Spatial and Temporal Distribution and the Driving Factors of Carbon Emissions from Urban Production Energy Consumption
Round 1
Reviewer 1 Report
The article investigates carbon emission quantity and carbon emission intensity of urban production energy consumption in China between 2005 and 2019. The topic is important because carbon emissions must be reduced rapidly in order to mitigate global change. China is the largest emitter in the world which makes the paper even more topical and interesting.
The authors should consider the following comments and suggestions before publishing the article:
1) "Urban production energy consumption" could be defined and introduced better in the Introduction. The CEI calculation include terms "secondary industry" and "third industry" but it is not clear what they mean.
2) The article refers to China Energy Statistical Year book but that document is not included in the reference list.
3) Extra space between tables, figures and text could improve the lay-out of the article. Moreover, some spaces are missing in the text (at least rows 99 and 127). Section 2.3 starts with a lowercase initial.
4) It would be interesting to know why the regions are divided in the presented way (Section 2.7). Why the most Eastern parts in the North are included in the Central area?
5) At least the results of decomposition analysis (Tables 9 and 11) could be presented graphically. I believe the results would be more illustrative. Figures 3 and 4 could be narrower.
6) The place of sections 4 and 5 could be switched and the current section 4 (Discussion) could be named as Conclusions. In my opinion, there should be the Conclusions section.
Author Response
Please see the attachment.
Author Response File: Author Response.docx
Reviewer 2 Report
The authors addressed the hot burning issue of the environmental deterioration in China but there are some additional observations to improve the quality of the paper.
In introduction, authors are highlighting the issue of carbon emission in industrial sector. It is much better to incorporate some numerical figures about volume of carbon emissions in China and their significance for environmental deterioration. Moreover, the theoretical relationship among discussed variables will enhance the significance of the study.
It is also important to highlight that why this study is important and how is it novel?
A separate section of literature review will enhance the understanding of the readers about the topic.
The authors selected the 30 provinces of China covering the time span of 2005-2019 for empirical analysis so there should be some rationale for selecting the sample and time period.
There are different methods to compute the carbon emission quantity, Carbon emission intensity, so authors are suggested to incorporate that why they preferred the used methods in computation of these variables.
I would like to suggest to insert a table having the details of the variables used in the study like their abbreviation, their definition, their source etc.
The authors used the per capital GDP, per capita disposable income, per capita consumption expenditures, as independent variables. These variables are highly correlated among each other so there is need to address this issue. Moreover, the calculated indicator for education also needs to be reconsidered as the number of primary school students and number of junior middle school students have not any effect of carbon emission probably.
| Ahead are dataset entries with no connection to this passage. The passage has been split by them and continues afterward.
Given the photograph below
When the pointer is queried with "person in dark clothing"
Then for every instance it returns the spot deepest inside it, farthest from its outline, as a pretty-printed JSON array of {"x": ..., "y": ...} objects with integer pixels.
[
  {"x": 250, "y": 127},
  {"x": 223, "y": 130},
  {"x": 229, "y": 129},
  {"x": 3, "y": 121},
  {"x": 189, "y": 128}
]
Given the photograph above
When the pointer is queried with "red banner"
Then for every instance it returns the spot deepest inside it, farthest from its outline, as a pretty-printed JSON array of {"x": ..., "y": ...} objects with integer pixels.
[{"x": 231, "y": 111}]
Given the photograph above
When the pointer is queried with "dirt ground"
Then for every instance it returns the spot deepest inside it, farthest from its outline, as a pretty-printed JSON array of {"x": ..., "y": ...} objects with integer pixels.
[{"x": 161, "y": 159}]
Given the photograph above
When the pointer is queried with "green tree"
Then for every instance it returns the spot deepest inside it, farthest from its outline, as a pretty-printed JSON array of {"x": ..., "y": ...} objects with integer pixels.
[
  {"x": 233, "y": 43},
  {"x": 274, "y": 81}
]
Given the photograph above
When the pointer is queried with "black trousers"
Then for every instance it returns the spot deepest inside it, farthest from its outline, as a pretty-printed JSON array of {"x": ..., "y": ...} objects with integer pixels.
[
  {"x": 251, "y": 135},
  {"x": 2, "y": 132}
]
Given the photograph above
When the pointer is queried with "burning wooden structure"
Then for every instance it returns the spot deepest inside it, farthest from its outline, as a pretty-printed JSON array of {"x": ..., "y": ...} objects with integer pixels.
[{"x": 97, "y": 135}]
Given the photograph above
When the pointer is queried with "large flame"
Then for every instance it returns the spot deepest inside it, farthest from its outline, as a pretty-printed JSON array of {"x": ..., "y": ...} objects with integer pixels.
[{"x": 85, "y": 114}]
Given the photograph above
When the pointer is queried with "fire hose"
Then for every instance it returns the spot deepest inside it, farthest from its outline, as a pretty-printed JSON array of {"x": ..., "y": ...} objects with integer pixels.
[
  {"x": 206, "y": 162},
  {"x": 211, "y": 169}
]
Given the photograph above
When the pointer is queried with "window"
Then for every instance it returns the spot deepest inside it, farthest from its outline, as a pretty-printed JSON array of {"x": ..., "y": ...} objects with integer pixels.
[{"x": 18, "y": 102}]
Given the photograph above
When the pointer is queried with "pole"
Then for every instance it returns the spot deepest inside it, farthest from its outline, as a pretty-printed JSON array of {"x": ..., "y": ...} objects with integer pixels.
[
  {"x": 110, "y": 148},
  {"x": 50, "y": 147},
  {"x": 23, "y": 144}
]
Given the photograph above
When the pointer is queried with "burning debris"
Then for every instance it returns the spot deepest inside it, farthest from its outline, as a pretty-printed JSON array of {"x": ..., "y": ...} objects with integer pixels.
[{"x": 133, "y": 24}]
The findings of the study should be discussed and compared with earlier literature which will show that how this study is different from earlier studies.
Author Response
Please see the attachment.
Author Response File: Author Response.docx
Reviewer 3 Report
This study measures the quantity and intensity of 10 carbon emissions in 30 provinces of China based on urban production energy consumption, which have certain significance. but it still have some part need improved : 1. in the introduction part , most literature is listed, there is no classified discussion. 2. The empirical part of the paper lacks robustness test。3. when setting the model ,it should cite the related paper , to show why you choose these variebles .
Author Response
Please see the attachment.
Author Response File: Author Response.docx
Round 2
Reviewer 1 Report
The modifications made by authors improved the quality of the article.
Reviewer 2 Report
The authors incorporated the all observations.